On Friday I talked about how my job doesn’t make me happy, and I wanted to expand a little bit on something I mentioned.
I mentioned the websites that are constantly telling me what dreams I should be pursuing and what my priorities should be: “25 Places you NEED to see in your 20s,” “Why it’s OK to be a Hot Mess right now,” “12 GIFs that show how to make your Dream of becoming a yoga teacher come true.” I’ll admit that I made those particular ones up- but I won’t believe you if you say that you haven’t seen something eerily similar.
For a while these articles really bugged me and I thought it was because none of those things seemed within my reach. I didn’t have the vacation time to travel the globe, my years of being a hot mess seemed behind me, and my yoga was terrible. It felt like I was missing out on some big secret like that everyone else my age was living.
With that in mind, I made a big change to my life: I moved to an apartment in a younger fresher area and started going out to bars more often.
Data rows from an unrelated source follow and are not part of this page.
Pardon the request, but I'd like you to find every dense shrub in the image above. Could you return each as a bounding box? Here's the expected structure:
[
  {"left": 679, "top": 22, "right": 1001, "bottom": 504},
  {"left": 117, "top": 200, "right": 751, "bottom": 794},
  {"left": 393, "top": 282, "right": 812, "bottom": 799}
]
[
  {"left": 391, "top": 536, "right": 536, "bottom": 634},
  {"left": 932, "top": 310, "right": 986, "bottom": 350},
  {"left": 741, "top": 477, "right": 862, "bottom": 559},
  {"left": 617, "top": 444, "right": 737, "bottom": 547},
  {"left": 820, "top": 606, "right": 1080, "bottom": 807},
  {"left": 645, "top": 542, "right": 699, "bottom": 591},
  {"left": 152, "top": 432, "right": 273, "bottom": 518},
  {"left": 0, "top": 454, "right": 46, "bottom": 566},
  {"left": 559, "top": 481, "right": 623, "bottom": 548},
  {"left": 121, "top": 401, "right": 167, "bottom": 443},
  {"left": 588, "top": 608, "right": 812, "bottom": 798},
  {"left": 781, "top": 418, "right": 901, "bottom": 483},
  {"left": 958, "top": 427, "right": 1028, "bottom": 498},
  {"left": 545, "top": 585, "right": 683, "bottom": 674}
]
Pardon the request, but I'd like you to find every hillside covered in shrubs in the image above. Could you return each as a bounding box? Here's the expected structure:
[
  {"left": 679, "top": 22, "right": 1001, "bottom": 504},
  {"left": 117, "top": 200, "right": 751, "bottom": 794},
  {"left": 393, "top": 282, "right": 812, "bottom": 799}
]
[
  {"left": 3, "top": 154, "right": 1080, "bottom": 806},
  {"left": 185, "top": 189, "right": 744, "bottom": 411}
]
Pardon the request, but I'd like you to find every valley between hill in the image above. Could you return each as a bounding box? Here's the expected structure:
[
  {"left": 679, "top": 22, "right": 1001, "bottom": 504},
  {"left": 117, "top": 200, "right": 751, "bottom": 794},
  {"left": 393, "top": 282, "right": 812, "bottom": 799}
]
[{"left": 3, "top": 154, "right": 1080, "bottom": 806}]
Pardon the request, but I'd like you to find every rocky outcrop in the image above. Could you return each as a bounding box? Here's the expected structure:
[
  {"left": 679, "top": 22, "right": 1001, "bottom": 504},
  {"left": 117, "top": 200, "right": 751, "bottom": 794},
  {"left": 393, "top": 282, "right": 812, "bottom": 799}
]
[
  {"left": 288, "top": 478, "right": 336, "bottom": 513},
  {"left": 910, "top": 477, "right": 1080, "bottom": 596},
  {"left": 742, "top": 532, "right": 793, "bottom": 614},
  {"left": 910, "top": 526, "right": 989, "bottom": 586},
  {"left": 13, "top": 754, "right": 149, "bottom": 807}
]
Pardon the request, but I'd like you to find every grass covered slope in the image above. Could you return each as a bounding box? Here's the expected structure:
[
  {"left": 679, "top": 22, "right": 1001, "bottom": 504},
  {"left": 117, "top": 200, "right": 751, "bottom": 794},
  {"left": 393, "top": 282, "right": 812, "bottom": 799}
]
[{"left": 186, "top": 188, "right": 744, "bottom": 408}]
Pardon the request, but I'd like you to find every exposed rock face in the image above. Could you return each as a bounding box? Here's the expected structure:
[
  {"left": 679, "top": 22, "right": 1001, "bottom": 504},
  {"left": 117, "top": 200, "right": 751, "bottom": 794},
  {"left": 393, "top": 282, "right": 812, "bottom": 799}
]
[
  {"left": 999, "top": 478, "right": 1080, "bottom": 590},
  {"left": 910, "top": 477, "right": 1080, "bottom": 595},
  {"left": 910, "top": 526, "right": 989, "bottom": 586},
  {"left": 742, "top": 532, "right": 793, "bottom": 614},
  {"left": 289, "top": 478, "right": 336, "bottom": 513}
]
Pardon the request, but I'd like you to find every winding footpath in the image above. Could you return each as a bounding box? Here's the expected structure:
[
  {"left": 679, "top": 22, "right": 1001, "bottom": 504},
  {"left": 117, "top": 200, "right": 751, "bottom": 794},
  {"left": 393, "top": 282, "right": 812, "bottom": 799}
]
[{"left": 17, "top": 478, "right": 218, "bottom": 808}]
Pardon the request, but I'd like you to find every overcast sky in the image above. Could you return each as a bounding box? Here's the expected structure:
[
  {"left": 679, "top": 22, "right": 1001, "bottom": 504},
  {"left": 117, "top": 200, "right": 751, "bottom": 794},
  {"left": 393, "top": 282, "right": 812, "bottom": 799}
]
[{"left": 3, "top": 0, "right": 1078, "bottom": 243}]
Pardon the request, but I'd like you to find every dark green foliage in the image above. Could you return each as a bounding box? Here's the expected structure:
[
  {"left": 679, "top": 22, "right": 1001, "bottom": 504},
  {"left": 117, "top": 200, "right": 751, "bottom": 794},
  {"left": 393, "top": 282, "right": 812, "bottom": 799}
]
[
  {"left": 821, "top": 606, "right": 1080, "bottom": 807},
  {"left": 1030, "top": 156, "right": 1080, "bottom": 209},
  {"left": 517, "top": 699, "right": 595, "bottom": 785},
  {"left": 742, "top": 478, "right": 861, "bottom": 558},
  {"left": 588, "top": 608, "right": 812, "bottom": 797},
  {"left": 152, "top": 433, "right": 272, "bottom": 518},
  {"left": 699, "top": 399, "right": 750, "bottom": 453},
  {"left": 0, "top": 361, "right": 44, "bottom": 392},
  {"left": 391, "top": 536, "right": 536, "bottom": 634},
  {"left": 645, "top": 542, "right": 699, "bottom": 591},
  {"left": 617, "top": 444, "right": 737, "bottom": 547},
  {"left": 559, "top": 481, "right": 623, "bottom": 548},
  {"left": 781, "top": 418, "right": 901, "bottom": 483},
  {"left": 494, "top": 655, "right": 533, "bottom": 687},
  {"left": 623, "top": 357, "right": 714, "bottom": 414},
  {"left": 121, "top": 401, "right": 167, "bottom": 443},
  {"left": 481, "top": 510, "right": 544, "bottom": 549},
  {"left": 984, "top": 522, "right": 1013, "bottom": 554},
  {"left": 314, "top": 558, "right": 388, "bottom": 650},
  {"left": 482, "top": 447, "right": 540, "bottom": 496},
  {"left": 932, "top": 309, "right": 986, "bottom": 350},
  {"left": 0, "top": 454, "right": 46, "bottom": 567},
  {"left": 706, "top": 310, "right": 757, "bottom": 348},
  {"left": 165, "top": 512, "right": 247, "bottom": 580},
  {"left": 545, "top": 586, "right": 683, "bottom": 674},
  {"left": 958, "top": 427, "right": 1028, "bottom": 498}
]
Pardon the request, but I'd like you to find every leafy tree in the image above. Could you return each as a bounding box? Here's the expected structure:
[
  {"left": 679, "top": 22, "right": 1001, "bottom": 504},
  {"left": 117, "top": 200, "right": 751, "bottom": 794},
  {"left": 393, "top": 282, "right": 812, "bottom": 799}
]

Turns out, that’s someone else’s dream. I love the convenience of having bars and restaurants close by and moving was the best thing I could’ve done, but not because I suddenly became That Party Girl. On any given Saturday night I’m at home, in sweats, reading a book and eating pizza. Or playing board games with my buds. Also in sweats.
That used to feel like laziness to me- couldn’t I suck it up, put on some mascara and a skirt and just get out there?! But what I took for laziness is actually me letting myself be comfortable. Reading and board games make me happy and relaxed. Bars are fun when I have the energy, but loud noises and crowds make me notoriously anxious (I start doing lobster hands in crowds. It’s super weird and I don’t know how it started).
The next change I wanted to make was traveling the world. My parents have taken me to so many incredible places and I wanted to keep on exploring, so I set out to start saving up my vacation time and my money so that I could get on out there. But then I went home for a week around Christmas…and then I visited my Momma for her birthday…and then manfriend and I took some weekend road trips to unwind…and soon a new baby will be joining the family and you can bet I’ll take at least a week off to go coo and cuddle…and before I knew it, most of my hard-earned vacation time was earmarked.
I can’t make myself be the slightest bit disappointed about that. It may not be exotic jungles or cosmopolitan cities like I imagined, but I use my vacation time to surround myself with love. These moments with my family and my guy are moments that I’ll never get back and I am so incredibly fortunate to get to make these memories with them. I haven’t given up my plans for traveling, just put them a little lower on my list of priorities.
Once I realized that it’s OK to set my own priorities and reach for my own goals, it was like I gave myself permission to be happy. It doesn’t make me a weirdo that I’m saving up for a down payment on a house instead of shopping for new clothes every other month. My vacations are no less exciting and life-changing for being close to home. My friends are no less important just because some of them have four legs. My Saturday mornings don’t have to be filled with hangovers- it’s fine that I head straight to the barn.
This is the adult version of peer pressure that I’m resisting- I’m determined to create my own life around what matters to me most. Becoming a yoga teacher just isn’t going to happen.